New EU rules seen raising cost of Indian chemicals exports

Indian companies export chemicals worth $2 billion per annum to Europe and are worried about the new legislation -- Registration, Evaluation, Authorisation and Restriction of Chemicals -- that seeks to manage risks arising from the use of chemical substances.

"We need to take steps to regulate the use of substances potentially harmful to humans and the environment. It is imperative that we act now," said Derek Knight, senior scientific adviser to the European Chemicals Agency.

"Yes, it will add to the cost for companies," Knight, whose agency is entrusted with the job of implementing the whole process, said, while explaining that the main idea was to make these products and their use environment- and human-friendly.

Currently, 50,000 chemical substances come under the ambit of the legislation, including petrochemicals and agro-chemicals. But pharmaceuticals are not covered by the latest legislation, the experts said.

The onus of registering information on these components or the end-product has been put on the companies.
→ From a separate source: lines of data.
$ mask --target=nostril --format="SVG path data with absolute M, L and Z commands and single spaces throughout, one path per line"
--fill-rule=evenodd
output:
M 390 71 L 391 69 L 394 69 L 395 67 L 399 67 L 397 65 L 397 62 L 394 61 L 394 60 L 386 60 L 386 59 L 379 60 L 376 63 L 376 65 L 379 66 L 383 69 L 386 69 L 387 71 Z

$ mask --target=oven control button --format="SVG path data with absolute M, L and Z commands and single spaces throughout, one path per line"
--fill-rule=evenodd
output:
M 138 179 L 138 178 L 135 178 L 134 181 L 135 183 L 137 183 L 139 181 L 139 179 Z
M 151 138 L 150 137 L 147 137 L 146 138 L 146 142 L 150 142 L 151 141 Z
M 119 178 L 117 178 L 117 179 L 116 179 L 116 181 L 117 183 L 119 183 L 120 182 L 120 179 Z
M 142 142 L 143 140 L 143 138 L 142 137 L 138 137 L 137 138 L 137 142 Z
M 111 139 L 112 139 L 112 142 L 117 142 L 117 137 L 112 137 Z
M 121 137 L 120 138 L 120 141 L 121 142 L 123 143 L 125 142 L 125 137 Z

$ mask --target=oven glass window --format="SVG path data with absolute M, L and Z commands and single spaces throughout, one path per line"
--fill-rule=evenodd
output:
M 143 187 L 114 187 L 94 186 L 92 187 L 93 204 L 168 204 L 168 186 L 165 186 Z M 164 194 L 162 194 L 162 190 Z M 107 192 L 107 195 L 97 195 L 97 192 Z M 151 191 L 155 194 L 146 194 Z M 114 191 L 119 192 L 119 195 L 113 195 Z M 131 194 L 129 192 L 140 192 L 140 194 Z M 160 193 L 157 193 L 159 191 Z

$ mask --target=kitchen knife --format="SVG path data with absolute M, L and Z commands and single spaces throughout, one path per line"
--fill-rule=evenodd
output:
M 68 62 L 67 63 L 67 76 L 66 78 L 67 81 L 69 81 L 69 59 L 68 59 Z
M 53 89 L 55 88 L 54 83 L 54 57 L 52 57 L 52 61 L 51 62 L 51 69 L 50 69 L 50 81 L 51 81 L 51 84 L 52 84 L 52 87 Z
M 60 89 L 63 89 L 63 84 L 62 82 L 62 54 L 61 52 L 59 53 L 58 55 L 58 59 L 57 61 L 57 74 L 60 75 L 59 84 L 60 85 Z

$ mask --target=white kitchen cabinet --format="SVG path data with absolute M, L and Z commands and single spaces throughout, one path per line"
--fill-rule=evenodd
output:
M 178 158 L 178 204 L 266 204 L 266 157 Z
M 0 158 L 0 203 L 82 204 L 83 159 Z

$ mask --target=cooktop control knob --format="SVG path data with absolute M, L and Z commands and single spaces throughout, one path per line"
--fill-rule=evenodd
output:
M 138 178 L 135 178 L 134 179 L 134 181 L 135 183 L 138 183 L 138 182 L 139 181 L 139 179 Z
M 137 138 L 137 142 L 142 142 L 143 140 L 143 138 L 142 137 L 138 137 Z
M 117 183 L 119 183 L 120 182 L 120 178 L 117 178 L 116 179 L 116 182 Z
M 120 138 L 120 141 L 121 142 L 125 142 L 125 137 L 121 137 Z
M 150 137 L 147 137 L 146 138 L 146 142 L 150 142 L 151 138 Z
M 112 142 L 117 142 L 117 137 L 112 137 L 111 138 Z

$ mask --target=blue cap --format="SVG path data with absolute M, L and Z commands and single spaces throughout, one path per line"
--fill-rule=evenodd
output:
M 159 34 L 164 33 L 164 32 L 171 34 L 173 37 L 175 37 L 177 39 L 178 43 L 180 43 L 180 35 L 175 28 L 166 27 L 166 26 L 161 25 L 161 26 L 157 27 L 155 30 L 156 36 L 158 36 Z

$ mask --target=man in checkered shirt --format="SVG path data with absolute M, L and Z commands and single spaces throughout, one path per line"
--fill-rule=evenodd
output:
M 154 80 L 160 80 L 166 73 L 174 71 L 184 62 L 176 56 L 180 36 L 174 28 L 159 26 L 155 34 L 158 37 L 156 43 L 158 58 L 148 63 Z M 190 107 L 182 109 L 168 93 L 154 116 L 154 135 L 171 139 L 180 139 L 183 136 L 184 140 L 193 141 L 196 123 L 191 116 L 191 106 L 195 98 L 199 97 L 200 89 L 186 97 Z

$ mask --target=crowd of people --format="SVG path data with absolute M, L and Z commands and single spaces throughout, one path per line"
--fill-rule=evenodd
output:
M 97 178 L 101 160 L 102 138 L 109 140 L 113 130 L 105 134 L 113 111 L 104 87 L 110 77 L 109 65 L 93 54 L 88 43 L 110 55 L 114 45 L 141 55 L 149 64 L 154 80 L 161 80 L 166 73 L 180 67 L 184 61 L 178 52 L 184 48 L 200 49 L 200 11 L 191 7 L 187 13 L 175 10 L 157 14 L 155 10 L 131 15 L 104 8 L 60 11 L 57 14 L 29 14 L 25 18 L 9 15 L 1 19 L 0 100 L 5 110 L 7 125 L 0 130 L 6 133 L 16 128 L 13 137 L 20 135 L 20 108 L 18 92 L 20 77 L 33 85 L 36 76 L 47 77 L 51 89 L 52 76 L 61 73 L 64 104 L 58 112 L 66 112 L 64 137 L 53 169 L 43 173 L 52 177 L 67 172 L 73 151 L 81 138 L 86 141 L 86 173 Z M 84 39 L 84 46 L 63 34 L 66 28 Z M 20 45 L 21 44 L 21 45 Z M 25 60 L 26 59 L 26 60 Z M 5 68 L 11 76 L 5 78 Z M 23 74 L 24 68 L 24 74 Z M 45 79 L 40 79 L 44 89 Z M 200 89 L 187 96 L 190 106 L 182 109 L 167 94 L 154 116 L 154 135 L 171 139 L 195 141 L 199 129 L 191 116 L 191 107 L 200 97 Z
The deadline is Nov 30, 2010.

"Of course, the cost will go up for Indian companies selling to Europe, but that depends on a case-to-case basis. It is likely to make some companies uncompetitive," said R.R. Gokhale, secretary-general of the Indian Chemical Council.

"But the government has agreed to refund some portion of the cost and has already begun to do so," Gokhale said over phone from Mumbai.

The major cost of registering a component is towards tests and compiling information on the various properties of the chemical to ascertain if it is fit for commercial use.

According to a research paper cited in the Journal of Business Chemistry, these costs vary anywhere from $1,325 for a basic viscosity test to upwards of $129,300 for a bio-concentration test.

Additionally, the companies have to spend on chemists and administrative staff including consultants, forcing the total cost to balloon upwards of $297,000. All this will be applicable to Indian companies exporting to member countries of the European Union.

"All non-EU firms exporting to companies here will need to appoint a representative who will help them register their products," said Knight while admitting that the enhanced cost could put a lot of firms, especially smaller ones, under considerable strain.

"We are offering concessions to small and medium enterprises. We are already receiving a lot of inquiries from companies across the world. Nearly 15 percent of such queries are from India," added Knight.

According to Liisa Vahteristo, head of chemicals major Kemira's Reach Competence Centre in Helsinki, the cost to companies is going to spiral as they go ahead with the new programme.

"There is also a lot of confusion over what is covered under the new legislation."

India's ministry of chemicals and fertilisers says 650 domestic companies thus far have pre-registered for 7,500 substances through its help desk. This apart, several companies have also registered directly with the European agency.